Avec 12 morceaux, cet opus est un pur mélange de rythmes folkloriques et de résonance modernes. L’on retrouvera le Petro, Mayi, Ibo, Kongo, Mereng, etc. Ce qui fait la marque caractéristique de RAM depuis le temps que le groupe berce ses fans d’ici et d’ailleurs de ses mélodies. Placé sous le signe de la reconnaissance, « August 1791 » rend hommage à cette grande dame de la culture haïtienne qui a fait sa grande traversée le 4 janvier dernier, Emérante de Pradines Morse. « Tout ce que j’entreprends, que je fais cette année est dédié à ma mère. Je suis de la troisième génération de ma famille, cela relève d’une nécessité », soutient Richard.
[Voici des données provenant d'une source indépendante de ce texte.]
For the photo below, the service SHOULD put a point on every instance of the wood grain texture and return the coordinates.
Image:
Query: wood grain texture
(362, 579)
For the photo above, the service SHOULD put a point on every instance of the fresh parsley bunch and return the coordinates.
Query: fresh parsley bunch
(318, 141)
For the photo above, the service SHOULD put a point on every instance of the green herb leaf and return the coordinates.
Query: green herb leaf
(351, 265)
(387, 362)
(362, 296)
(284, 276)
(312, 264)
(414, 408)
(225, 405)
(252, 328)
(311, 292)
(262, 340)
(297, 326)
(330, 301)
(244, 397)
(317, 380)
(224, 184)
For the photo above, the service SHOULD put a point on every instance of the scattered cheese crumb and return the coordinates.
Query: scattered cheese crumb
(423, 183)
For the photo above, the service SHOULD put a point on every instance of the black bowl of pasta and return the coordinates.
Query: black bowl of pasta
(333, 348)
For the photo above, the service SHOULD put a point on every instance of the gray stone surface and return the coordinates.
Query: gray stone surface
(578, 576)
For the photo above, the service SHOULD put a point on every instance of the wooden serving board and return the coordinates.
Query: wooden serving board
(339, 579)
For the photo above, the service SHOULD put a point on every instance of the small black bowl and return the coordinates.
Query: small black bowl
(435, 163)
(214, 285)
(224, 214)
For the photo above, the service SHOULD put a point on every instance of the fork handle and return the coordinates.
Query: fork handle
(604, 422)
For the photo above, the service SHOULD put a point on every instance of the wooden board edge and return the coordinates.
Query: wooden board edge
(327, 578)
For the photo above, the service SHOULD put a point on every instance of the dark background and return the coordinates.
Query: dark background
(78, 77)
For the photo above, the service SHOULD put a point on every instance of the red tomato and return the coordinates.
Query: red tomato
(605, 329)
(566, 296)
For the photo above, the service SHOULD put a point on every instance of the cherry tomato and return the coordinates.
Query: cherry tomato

Cet album, qui comporte divers textes engagés, tire une fois de plus son inspiration du vaudou, des bouleversements et circonstances politiques qui ont marqué notre histoire de peuple. « C’est une incitation aux Haïtiens à rester attachés à leur racine. Kilti nou se nanm nou, nou pa dwe pèdi l. Et en plus, le titre même du registre est très évocateur et parle de lui-même. C’est à partir de cette grande cérémonie qu’Haïti est née, d’elle va découler notre indépendance », explique Richard Morse, le fondateur et compositeur de RAM.

Dambala eloue, Negrès Katye Moren (qui est une reprise de la composition originale de la regrettée Emérante de Pradines Morse), Otsya, Dominikani pa janm bliye, Seyiko, Sen Jak Majè, Dahomen dakò, Kongo ede m priye, Maleldve, Feray, Senklè gad sa nou wè, Mwen se towo (Ayiti a nou ye), douze titres à explorer après l’acquisition de l’album. En attendant, le groupe entame une tournée promotionnelle qui l'emmènera dans plusieurs villes des États-Unis. 5 juillet 2018 dans le Queens à New York, 6 juillet à Baltimore dans le Maryland, 7 à Washington, 10 au Pensylvania, 12 à Beverly dans le Massachussetts, 14 à Detroit, 15 à Jackson dans le Mississipi pour revenir en Haïti tout de suite après où Port-au-Prince aura sa vente signature le 19 juillet.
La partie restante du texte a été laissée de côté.